Eine kleine Kunde in Gewaltfreier Kommunikation für Fortgeschrittene



Andrew ist eigentlich überhaupt kein Macho. Wir teilen uns dieselben Arbeiten im Haushalt und wir beide kochen. Aber eins macht mich an ihm wahnsinnig: Wann immer wir zu einem der Zusammenkünfte SEINER Familie gehen (und da ich zu ihm in die USA gezogen bin, sind es IMMER nur Zusammenkünfte SEINER Familie), bin ich die einzige, die Salate oder anderes Essen dafür vorbereitet und mitbringt. 

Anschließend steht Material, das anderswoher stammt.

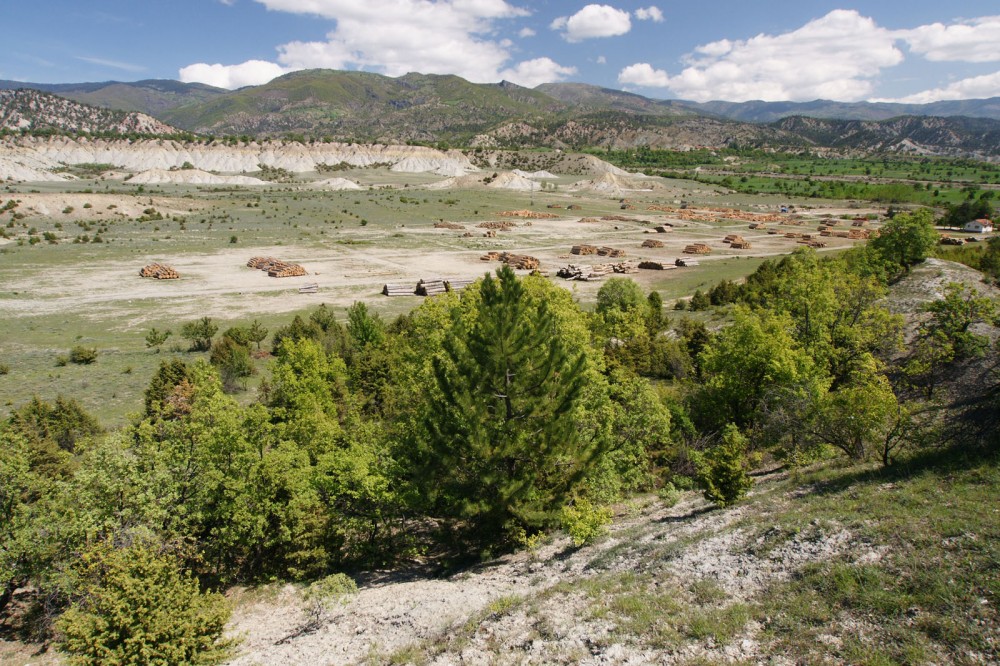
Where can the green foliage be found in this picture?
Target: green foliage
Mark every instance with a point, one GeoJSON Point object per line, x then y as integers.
{"type": "Point", "coordinates": [584, 521]}
{"type": "Point", "coordinates": [502, 447]}
{"type": "Point", "coordinates": [135, 605]}
{"type": "Point", "coordinates": [723, 469]}
{"type": "Point", "coordinates": [155, 338]}
{"type": "Point", "coordinates": [200, 333]}
{"type": "Point", "coordinates": [82, 355]}
{"type": "Point", "coordinates": [905, 240]}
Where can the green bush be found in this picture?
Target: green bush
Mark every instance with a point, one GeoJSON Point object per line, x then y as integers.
{"type": "Point", "coordinates": [82, 355]}
{"type": "Point", "coordinates": [584, 521]}
{"type": "Point", "coordinates": [722, 470]}
{"type": "Point", "coordinates": [135, 606]}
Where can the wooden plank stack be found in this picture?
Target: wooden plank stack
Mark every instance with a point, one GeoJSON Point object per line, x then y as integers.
{"type": "Point", "coordinates": [398, 290]}
{"type": "Point", "coordinates": [159, 271]}
{"type": "Point", "coordinates": [431, 287]}
{"type": "Point", "coordinates": [276, 267]}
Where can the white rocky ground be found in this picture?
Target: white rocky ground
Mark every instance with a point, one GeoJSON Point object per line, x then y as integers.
{"type": "Point", "coordinates": [389, 615]}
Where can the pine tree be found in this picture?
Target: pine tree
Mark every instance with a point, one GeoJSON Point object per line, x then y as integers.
{"type": "Point", "coordinates": [504, 448]}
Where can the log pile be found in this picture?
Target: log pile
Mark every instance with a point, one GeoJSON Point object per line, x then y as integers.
{"type": "Point", "coordinates": [159, 271]}
{"type": "Point", "coordinates": [276, 267]}
{"type": "Point", "coordinates": [528, 214]}
{"type": "Point", "coordinates": [431, 287]}
{"type": "Point", "coordinates": [503, 225]}
{"type": "Point", "coordinates": [398, 290]}
{"type": "Point", "coordinates": [520, 261]}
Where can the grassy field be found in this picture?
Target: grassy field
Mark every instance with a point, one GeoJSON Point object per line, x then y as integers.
{"type": "Point", "coordinates": [69, 263]}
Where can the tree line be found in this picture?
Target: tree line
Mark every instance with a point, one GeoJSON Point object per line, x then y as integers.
{"type": "Point", "coordinates": [460, 430]}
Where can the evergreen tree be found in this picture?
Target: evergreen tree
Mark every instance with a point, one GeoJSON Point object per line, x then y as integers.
{"type": "Point", "coordinates": [503, 446]}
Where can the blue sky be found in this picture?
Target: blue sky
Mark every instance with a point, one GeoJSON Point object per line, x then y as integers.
{"type": "Point", "coordinates": [918, 51]}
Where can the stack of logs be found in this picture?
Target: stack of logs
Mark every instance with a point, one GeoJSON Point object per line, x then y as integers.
{"type": "Point", "coordinates": [595, 272]}
{"type": "Point", "coordinates": [737, 242]}
{"type": "Point", "coordinates": [159, 271]}
{"type": "Point", "coordinates": [276, 267]}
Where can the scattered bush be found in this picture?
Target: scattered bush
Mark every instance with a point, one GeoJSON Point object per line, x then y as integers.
{"type": "Point", "coordinates": [82, 355]}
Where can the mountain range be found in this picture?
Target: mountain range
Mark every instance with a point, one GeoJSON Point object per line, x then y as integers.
{"type": "Point", "coordinates": [445, 109]}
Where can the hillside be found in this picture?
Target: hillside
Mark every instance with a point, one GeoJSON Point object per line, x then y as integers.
{"type": "Point", "coordinates": [150, 96]}
{"type": "Point", "coordinates": [364, 106]}
{"type": "Point", "coordinates": [34, 110]}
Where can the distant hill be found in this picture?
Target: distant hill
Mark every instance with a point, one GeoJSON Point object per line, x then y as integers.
{"type": "Point", "coordinates": [365, 107]}
{"type": "Point", "coordinates": [151, 96]}
{"type": "Point", "coordinates": [35, 110]}
{"type": "Point", "coordinates": [767, 112]}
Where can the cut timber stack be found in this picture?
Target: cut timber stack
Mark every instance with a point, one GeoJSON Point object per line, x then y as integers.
{"type": "Point", "coordinates": [431, 287]}
{"type": "Point", "coordinates": [159, 271]}
{"type": "Point", "coordinates": [398, 290]}
{"type": "Point", "coordinates": [520, 261]}
{"type": "Point", "coordinates": [276, 267]}
{"type": "Point", "coordinates": [625, 267]}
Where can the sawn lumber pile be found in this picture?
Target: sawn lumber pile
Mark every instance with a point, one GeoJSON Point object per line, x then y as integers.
{"type": "Point", "coordinates": [528, 214]}
{"type": "Point", "coordinates": [276, 267]}
{"type": "Point", "coordinates": [159, 271]}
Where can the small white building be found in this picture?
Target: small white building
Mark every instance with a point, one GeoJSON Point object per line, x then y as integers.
{"type": "Point", "coordinates": [982, 226]}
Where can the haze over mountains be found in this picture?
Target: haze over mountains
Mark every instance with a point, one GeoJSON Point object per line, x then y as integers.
{"type": "Point", "coordinates": [366, 107]}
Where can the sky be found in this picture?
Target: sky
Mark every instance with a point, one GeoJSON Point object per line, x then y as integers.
{"type": "Point", "coordinates": [736, 50]}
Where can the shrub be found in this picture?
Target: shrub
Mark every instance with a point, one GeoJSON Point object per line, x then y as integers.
{"type": "Point", "coordinates": [82, 355]}
{"type": "Point", "coordinates": [722, 470]}
{"type": "Point", "coordinates": [584, 521]}
{"type": "Point", "coordinates": [135, 606]}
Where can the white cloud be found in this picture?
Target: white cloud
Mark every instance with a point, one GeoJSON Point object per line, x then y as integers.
{"type": "Point", "coordinates": [977, 40]}
{"type": "Point", "coordinates": [531, 73]}
{"type": "Point", "coordinates": [394, 37]}
{"type": "Point", "coordinates": [249, 73]}
{"type": "Point", "coordinates": [642, 74]}
{"type": "Point", "coordinates": [977, 87]}
{"type": "Point", "coordinates": [651, 13]}
{"type": "Point", "coordinates": [593, 21]}
{"type": "Point", "coordinates": [837, 56]}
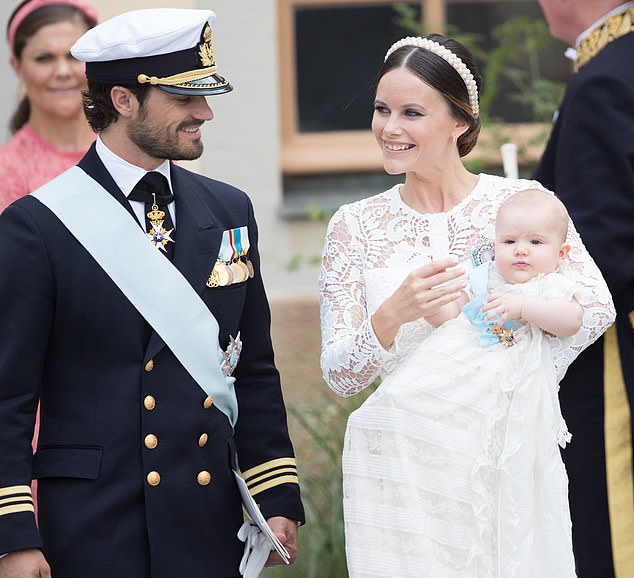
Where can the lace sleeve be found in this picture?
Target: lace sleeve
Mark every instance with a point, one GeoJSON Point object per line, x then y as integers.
{"type": "Point", "coordinates": [351, 355]}
{"type": "Point", "coordinates": [595, 298]}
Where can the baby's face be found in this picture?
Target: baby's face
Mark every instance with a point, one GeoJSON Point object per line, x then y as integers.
{"type": "Point", "coordinates": [526, 244]}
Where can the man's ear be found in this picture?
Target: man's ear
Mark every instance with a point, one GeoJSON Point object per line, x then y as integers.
{"type": "Point", "coordinates": [124, 101]}
{"type": "Point", "coordinates": [564, 250]}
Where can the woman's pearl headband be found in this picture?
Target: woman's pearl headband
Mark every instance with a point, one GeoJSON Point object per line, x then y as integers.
{"type": "Point", "coordinates": [448, 56]}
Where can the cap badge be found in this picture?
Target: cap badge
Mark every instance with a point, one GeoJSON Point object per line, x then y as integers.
{"type": "Point", "coordinates": [206, 51]}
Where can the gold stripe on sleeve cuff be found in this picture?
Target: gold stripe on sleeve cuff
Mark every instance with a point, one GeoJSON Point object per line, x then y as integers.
{"type": "Point", "coordinates": [15, 499]}
{"type": "Point", "coordinates": [272, 483]}
{"type": "Point", "coordinates": [11, 490]}
{"type": "Point", "coordinates": [267, 466]}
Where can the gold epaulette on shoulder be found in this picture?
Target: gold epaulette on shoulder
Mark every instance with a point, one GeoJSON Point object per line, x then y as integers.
{"type": "Point", "coordinates": [271, 474]}
{"type": "Point", "coordinates": [614, 27]}
{"type": "Point", "coordinates": [15, 499]}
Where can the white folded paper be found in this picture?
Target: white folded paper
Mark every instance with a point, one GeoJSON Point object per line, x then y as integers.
{"type": "Point", "coordinates": [253, 511]}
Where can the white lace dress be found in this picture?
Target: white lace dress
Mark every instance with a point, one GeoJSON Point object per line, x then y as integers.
{"type": "Point", "coordinates": [421, 480]}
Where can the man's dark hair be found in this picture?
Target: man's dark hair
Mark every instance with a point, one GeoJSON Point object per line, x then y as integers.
{"type": "Point", "coordinates": [98, 106]}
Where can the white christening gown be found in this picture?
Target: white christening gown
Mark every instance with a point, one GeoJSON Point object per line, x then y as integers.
{"type": "Point", "coordinates": [428, 466]}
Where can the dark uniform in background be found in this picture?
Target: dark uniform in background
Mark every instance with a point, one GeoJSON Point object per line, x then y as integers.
{"type": "Point", "coordinates": [589, 164]}
{"type": "Point", "coordinates": [134, 459]}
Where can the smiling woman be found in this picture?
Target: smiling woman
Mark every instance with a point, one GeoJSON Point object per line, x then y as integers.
{"type": "Point", "coordinates": [50, 132]}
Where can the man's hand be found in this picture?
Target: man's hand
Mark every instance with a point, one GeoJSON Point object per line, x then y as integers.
{"type": "Point", "coordinates": [286, 532]}
{"type": "Point", "coordinates": [24, 564]}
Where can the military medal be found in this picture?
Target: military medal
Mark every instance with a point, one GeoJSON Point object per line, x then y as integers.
{"type": "Point", "coordinates": [250, 267]}
{"type": "Point", "coordinates": [232, 265]}
{"type": "Point", "coordinates": [158, 234]}
{"type": "Point", "coordinates": [231, 355]}
{"type": "Point", "coordinates": [505, 336]}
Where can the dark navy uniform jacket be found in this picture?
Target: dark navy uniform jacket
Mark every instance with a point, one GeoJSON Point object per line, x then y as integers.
{"type": "Point", "coordinates": [589, 164]}
{"type": "Point", "coordinates": [133, 462]}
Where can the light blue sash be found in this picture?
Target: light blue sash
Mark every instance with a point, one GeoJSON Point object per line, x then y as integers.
{"type": "Point", "coordinates": [152, 284]}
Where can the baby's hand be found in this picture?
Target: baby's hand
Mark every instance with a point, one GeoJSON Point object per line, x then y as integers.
{"type": "Point", "coordinates": [505, 305]}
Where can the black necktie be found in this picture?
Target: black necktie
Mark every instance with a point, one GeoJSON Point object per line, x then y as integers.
{"type": "Point", "coordinates": [153, 190]}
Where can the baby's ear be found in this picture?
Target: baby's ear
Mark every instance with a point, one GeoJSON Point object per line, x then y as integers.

Es ist üblich, immer etwas zum Essen mitzubringen. Das finde ich auch gut. Aber kann mir jemand mal erklären, warum Andrew jedes Mal gemütlich vor dem Fernseher sitzt, während ich in der Küche rumwirbele, mit Lebensmitteln, die ICH alleine eingekauft und bezahlt habe? Warum kommt er nie auf die Idee, mir zu helfen oder wenigstens die Hälfte davon zu bezahlen? Und das Beste ist, am Ende wartet er dann ungeduldig an der Tür auf mich, weil ich immer noch nicht fertig angezogen bin. Schließlich hätte ich mit dem Kochen ja früher anfangen können, oder?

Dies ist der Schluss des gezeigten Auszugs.